物流業界は、世界規模でICT、IoT、ビッグデータなどを駆使した技術革新の渦中にあると言えます。国内でも、少子化による人手不足といった社会構造の変化に伴い、1人当たりの生産性向上が必須であるため、さまざまな構造変革が起きています。このような技術革新は「ロジスティクス4.0」と呼ばれています。

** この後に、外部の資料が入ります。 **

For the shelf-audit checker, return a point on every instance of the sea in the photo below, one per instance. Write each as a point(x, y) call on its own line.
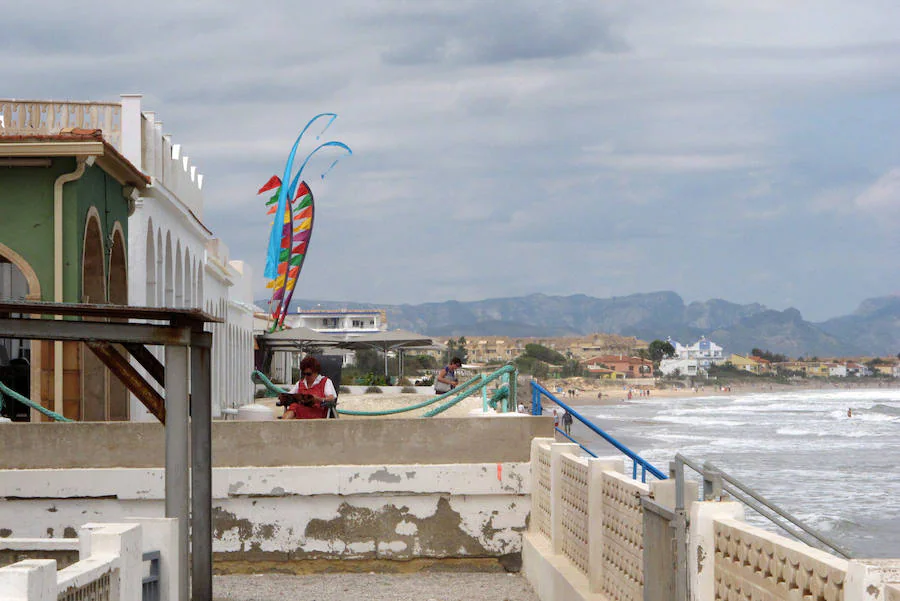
point(799, 449)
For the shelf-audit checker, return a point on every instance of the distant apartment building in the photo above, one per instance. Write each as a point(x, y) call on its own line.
point(345, 323)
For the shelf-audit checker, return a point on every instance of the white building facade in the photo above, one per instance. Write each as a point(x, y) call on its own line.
point(174, 260)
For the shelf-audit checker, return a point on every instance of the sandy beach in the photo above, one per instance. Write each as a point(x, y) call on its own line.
point(611, 395)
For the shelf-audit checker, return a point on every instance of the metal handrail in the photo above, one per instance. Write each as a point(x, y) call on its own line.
point(715, 480)
point(537, 390)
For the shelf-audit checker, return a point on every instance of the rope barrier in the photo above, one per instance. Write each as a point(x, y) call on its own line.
point(4, 390)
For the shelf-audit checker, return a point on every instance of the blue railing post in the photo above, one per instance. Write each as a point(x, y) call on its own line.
point(537, 391)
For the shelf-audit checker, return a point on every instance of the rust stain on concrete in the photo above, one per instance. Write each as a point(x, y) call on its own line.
point(440, 534)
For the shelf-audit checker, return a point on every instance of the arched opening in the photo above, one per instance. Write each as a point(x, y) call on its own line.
point(19, 359)
point(160, 272)
point(170, 283)
point(93, 290)
point(188, 275)
point(118, 295)
point(151, 266)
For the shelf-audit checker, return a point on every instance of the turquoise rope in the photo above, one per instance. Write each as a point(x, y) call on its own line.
point(467, 393)
point(461, 392)
point(15, 395)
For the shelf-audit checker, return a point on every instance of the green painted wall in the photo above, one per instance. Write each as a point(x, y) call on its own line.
point(26, 218)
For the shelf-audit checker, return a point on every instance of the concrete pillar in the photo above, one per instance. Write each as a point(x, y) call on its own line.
point(556, 451)
point(702, 547)
point(29, 580)
point(131, 129)
point(596, 468)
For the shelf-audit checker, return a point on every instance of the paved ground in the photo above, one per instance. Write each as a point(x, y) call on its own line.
point(422, 586)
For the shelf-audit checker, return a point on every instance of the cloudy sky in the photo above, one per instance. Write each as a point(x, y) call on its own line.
point(740, 150)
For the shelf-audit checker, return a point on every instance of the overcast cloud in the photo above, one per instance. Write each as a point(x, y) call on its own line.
point(741, 150)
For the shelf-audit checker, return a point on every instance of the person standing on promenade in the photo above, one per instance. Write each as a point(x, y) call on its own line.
point(446, 379)
point(310, 394)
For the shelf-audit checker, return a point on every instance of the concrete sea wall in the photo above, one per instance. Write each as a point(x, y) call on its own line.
point(286, 492)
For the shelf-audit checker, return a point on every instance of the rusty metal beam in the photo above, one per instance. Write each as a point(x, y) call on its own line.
point(128, 375)
point(148, 361)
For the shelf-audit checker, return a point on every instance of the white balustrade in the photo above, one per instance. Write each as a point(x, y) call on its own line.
point(135, 134)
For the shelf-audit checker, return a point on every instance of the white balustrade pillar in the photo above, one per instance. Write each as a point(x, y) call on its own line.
point(117, 540)
point(131, 128)
point(29, 580)
point(702, 548)
point(556, 451)
point(596, 467)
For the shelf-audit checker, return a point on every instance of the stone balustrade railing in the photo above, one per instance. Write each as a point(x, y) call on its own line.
point(597, 534)
point(137, 135)
point(110, 565)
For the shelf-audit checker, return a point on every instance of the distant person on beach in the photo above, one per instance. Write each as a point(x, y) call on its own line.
point(310, 394)
point(446, 379)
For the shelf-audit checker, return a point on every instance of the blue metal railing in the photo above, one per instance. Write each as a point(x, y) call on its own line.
point(536, 409)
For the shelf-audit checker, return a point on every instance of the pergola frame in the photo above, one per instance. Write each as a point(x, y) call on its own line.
point(186, 409)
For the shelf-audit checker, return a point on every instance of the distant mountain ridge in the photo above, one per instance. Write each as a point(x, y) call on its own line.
point(873, 329)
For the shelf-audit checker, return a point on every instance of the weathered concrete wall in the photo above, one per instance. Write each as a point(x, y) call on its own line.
point(277, 443)
point(280, 514)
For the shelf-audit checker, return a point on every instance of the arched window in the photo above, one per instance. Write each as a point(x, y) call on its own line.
point(151, 266)
point(179, 277)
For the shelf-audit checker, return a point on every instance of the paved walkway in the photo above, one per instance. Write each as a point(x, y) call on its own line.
point(421, 586)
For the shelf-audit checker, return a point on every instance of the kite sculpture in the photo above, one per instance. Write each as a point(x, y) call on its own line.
point(293, 208)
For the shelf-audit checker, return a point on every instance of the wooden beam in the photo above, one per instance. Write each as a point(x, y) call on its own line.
point(128, 375)
point(148, 361)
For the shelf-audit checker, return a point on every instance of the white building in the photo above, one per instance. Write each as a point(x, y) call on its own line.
point(705, 351)
point(345, 323)
point(174, 260)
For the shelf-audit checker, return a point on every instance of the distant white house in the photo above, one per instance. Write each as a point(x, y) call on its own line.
point(705, 351)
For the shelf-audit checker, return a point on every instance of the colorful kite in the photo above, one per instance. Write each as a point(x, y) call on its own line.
point(293, 209)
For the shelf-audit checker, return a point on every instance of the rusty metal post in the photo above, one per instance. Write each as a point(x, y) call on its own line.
point(177, 457)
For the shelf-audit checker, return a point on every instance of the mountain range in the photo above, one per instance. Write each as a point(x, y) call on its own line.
point(873, 329)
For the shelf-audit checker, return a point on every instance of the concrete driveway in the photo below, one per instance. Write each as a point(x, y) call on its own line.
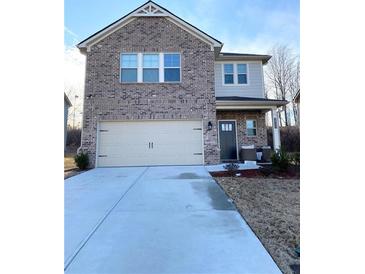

「ロジスティクス4.0」の4は、第4次産業革命(インダストリー4.0)の物流版という意味で名付けられました。これまでにも物流業界には、トラックの実用化や荷役の自動化、物流管理のシステム化といった大きな変革がありましたが、「ロジスティクス4.0」では、IoTの進化とともに「省人化」と「標準化」が進もうとしています。例えば、今回テーマとしているピッキング作業も将来的にはロボットにより自動化されると言われています。

仕分け・ピッキング作業も最新ツールで効率化できる

「ロジスティクス4.0」の説明をしましたが、無人ロボットなどの実用化はまだ少し先の話になりそうです。無人化とまではいかなくても、ピッキングの業務効率化を実現するツールは数多く存在するので、いくつか紹介します。

●次世代バーコードの活用
1枚1枚手動でスキャンする従来のバーコード管理の先をいく「次世代バーコード」は、一度に多くのバーコードをスキャンできるため、大きな業務効率化が期待できます。代表的なものが電波を使った「RFID」です。

例えば、荷棚の大きな段ボール箱が20箱積まれている場合、旧式のバーコードリーダーなら脚立を使って一箱ずつスキャンしなければいけません。一方、「RFID」なら荷棚の前で機器をかざせば、電波が20箱分のバーコード情報を拾ってくれます。電波を使うので、箱の中に隠れているタグも読み取ることができます。また中にはトレーサビリティ機能が付いたRFIDもあります。

●ハンディターミナル・タブレットピッキング
ハンディターミナルとは、商品情報をスキャンで読み取る携帯型の機器のことです。データをリアルタイムで収集・処理でき、ピッキング業務では、品番のミスを防ぐことができ、スキルや経験による作業のムラを防ぐこともできます。またタブレット端末でデータを共有すれば、ピッキングの状況を逐次管理することも可能です。

●音声ピッキング
音声ピッキングとは、ハンディ機器などを使わずに、ヘッドセットを装着して、音声による指示・確認でピッキング業務を行うやり方です。音声の活用により、確認作業とリスト記入作業の時間を削減することができます。

まとめ

ピッキング作業はこれまで手作業に依存していた側面が強く、リストの目視、手作業による商品の取り出し・仕分けで、人的リソースを割くため、どうしてもミスが出てしまう課題がありました。

しかし、デジタル機器の活用により、品番や品数を間違えるといったヒューマンエラーを防ぎ、かつ作業効率を大きく上げられることをお伝えしました。電波を使った一括スキャンや、音声でピッキング情報を出入力する音声ピッキングなど無理のない範囲で導入できるツールはたくさんあります。現場の実情に合ったツールをぜひ導入してみてはいかがでしょうか。